After a ton of layout, pin-prick followed by centre punch I am seriously impressed with what you can do on a drill press. Almost nothing on this build was done with my milling machine except cross drilling the t-bolts. The 16 holes for the bed subplate all lined up!
Shop made counter bore did the trick to get the SHCS recessed.

gerrit


----------



## gerritv (Oct 12, 2020)

And its moving. Spindle arrives next week which is when the real fun begins.





Gerrit


----------



## gerritv (Oct 17, 2020)

And we are now cutting. Lots of details left to work on but I know the machine works.


----------



## PeterT (Oct 17, 2020)

Way to go. 
Maybe you mentioned already but what is the wattage of your spindle motor?


----------



## gerritv (Oct 18, 2020)

It's 2.2kw ER20 water cooled


----------



## gerritv (Oct 18, 2020)

I really want to believe this number:


----------



## RobinHood (Oct 18, 2020)

I guess you are measuring TIR of the endmill shank in your spindle you got off AliExpress?

I would say that that is very good. My 1968 BP mill gets 2 to 2.5 tenths TIR at the endmill shank with an R8 to ER32 adapter and appropriate collet.


----------



## PeterT (Oct 18, 2020)

I could be. But an appropriate prior check step is remove the collet & EM shank & measure the ID cone. If you get a similar number you are probably good. But by introducing extra elements all you read is the collective whole. Potentially you can have cancellations or exaggerations depending on how they align/misaligned.

For example lets say we know for sure spindle ID cone is off 0.001". And collet/shank is also off by 0.001". Put them together one way minimized & they cancel 0.000" Put them together phased a different maximized way & you get 0.002". Anything in between yields different relative number. 

I've heard of some good numbers on spindles in that caliber. I've also read some amazing numbers in the cheapo 500w spindles & then they show cheapo skateboard bearings in there so hard to visualize, or will it stay that way.

I'd like to see how you circulate cooling water & related issues. Is it just tap water & waste system you just dump the bucket or certain additives or...?


----------



## gerritv (Oct 18, 2020)

Yes I  know there are correct/best practices for measuring runout, however I wanted a sanity check before going any further. My manual mill has .006" on a good day so already happy that this is possible.
Water will be dumped/recirculated in a large square pail. The motor doesn't really hewat up much so far so not worried too much. I do owever have to wiat for the correct voltage pump to arrive, they sent a 220v one, and no 220 in the shop.
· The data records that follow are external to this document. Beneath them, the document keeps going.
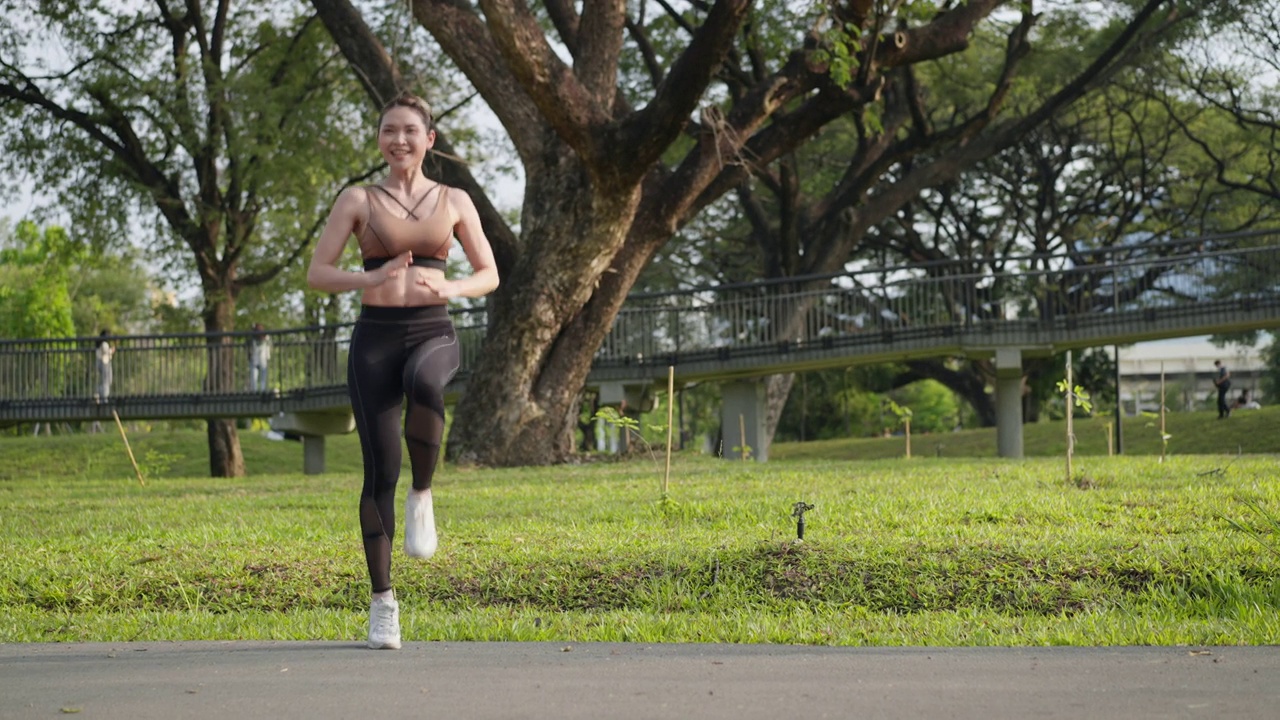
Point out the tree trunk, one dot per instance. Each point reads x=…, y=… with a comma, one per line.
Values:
x=225, y=459
x=522, y=400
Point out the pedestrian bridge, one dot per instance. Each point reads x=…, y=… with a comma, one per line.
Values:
x=1008, y=309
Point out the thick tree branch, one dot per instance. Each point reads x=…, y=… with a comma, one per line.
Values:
x=599, y=46
x=641, y=139
x=562, y=100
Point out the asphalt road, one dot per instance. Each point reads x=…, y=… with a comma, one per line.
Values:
x=617, y=680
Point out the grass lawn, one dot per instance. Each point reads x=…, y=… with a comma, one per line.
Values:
x=923, y=551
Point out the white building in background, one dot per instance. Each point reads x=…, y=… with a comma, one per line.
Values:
x=1188, y=370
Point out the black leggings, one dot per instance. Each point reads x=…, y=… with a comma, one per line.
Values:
x=397, y=354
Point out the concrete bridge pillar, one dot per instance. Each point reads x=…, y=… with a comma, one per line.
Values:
x=743, y=410
x=1009, y=401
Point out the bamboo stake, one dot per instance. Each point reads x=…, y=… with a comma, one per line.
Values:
x=1162, y=442
x=1070, y=417
x=129, y=450
x=671, y=409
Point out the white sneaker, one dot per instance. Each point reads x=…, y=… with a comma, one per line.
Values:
x=420, y=538
x=384, y=624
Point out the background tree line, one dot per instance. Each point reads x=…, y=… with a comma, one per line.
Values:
x=661, y=145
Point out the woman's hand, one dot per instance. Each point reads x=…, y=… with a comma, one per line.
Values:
x=443, y=288
x=392, y=268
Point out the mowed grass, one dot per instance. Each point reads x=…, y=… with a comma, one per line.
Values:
x=923, y=551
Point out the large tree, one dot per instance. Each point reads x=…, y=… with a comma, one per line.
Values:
x=615, y=165
x=227, y=123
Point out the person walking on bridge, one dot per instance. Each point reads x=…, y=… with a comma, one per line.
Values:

In the meantime sorted out a bunch of issues and did some test cuts in al and cold rolled steel. Very pleased. Lots more to do before I run any programs though.


----------



## Tom O (Oct 18, 2020)

Looking good have you tried tapping on the cutter to see if it improves the run out? NYC did a video on it.


----------



## gerritv (Oct 14, 2021)

And now here we are, the machine is useful:





Gerrit


----------